Мы довели до XII века историю двух первых элементов новой цивилизации – историю феодального устройства и историю церкви. Сегодня мы должны заняться третьим из этих основных элементов, т. е. городскими общинами, ограничиваясь и здесь XII веком как пределом, на котором мы до сих пор постоянно останавливались.
В отношении к общинам мы поставлены иначе, нежели в отношении к церкви или феодальному устройству. Феодализм и церковь в рассмотренный нами промежуток времени достигли уже некоторой полноты и оконченности, хотя впоследствии и получили еще дальнейшее развитие; мы видели, как они родились, выросли, созрели. Ничего подобного нельзя сказать об общинах. Они получают место в истории только в конце изучаемой нами эпохи, в XI и XII столетиях. Конечно, у них и прежде была история, достойная изучения; следы их существования встречаются гораздо раньше этого времени; но с полною ясностью, в качестве важного элемента новой цивилизации, они являются на великой сцене мира только в XI веке. Вот отчего, изучая феодальное устройство и церковь в промежуток времени между V и XII столетиями, мы видели связь между причинами и действиями, видели, каким образом последние возникали из первых; всякий раз, когда посредством предположения, догадки, мы выводили из принципов известные результаты, мы могли доказать свои выводы исследованием самых фактов. При изучении общин мы будем лишены такой возможности; мы будем присутствовать при их рождении, и потому я могу показать вам сегодня только причины, происхождение их. О последствиях существования общин, о влиянии их на ход европейской цивилизации, я буду говорить как бы предсказаниями. Мне будет невозможно подтвердить слова свои свидетельством современных известных фактов. Только впоследствии времени, между XII и XV веками, мы встретим полное развитие городских общин; только тогда учреждение принесет все плоды свои, а история докажет справедливость наших выводов. Обратите внимание на эту особенность нашего положения, и она заранее покажет вам, как много неполного и преждевременного будет представлять картина, которую я собираюсь изложить пред вами.

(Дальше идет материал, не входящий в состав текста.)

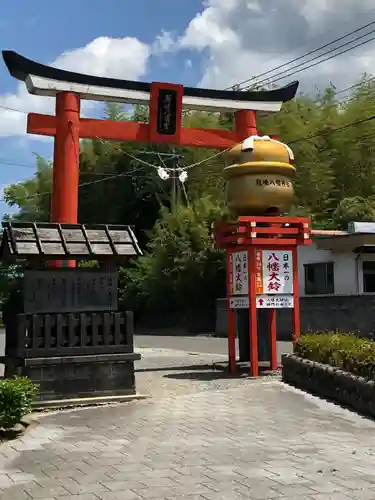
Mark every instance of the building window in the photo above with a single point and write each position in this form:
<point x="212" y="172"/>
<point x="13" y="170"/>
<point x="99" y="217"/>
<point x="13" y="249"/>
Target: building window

Допустим, что в 1789 году, при самом возникновении страшного преобразования Франции, среди нас неожиданно появился бы горожанин (буржуа) XII века и прочел бы – если бы только умел читать – один из тех памфлетов, так сильно волновавшие умы, например памфлет Сиейса
Теперь, пусть этот удивленный горожанин пойдет за нами в одну из французских городских общин XVIII столетия – реймскую, бовескую, ланскую, нойонскую: им овладеет удивление совершенно другого рода. Он подходит к городу и не находит ни башен, ни валов, ни городской милиции (milica bourgeoise), одним словом, никакого средства к защите; все открыто, все предоставлено первому пришельцу, первому, кто захотел бы занять город. Горожанин беспокоится за безопасность общины, она кажется ему слабою, весьма плохо обеспеченною. Он входит в самый город, справляется о его положении, о порядке управления, об участи жителей. Ему говорят, что вне городских стен существует власть, которая облагает город податями по своему произволу, не спрашивая на то его согласия, которая созывает милицию и, также без ее согласия, посылает ее на войну. Ему говорят о должностных лицах города, о мэре, о членах городского совета, – и в то же время он узнает, что горожане не сами назначают их. Он слышит, что дела общины решаются не в ней самой, что ими, независимо от нее, издалека, управляет королевский чиновник, интендант. Но это еще не все: ему говорят, что жители лишены права собираться и обсуждать сообща свои общественные дела, что церковный колокол уже не сзывает их на площадь. Горожанин XII века не знает, что и думать об этих нововведениях. Пораженный, уничтоженный величием, значением, которое приписывает себе совокупность городских общин – среднее сословие, он в то же самое время находит во внутреннем быте городов такую слабость, зависимость, такое ничтожество, хуже которого он ничего не может себе представить. Он переходит от одного зрелища к другому, противоположному, видит буржуазию, с одной стороны, облеченною правами верховной власти, с другой – бессильною. Понять, согласить все эти противоречия он не мог бы без сильного умственного потрясения.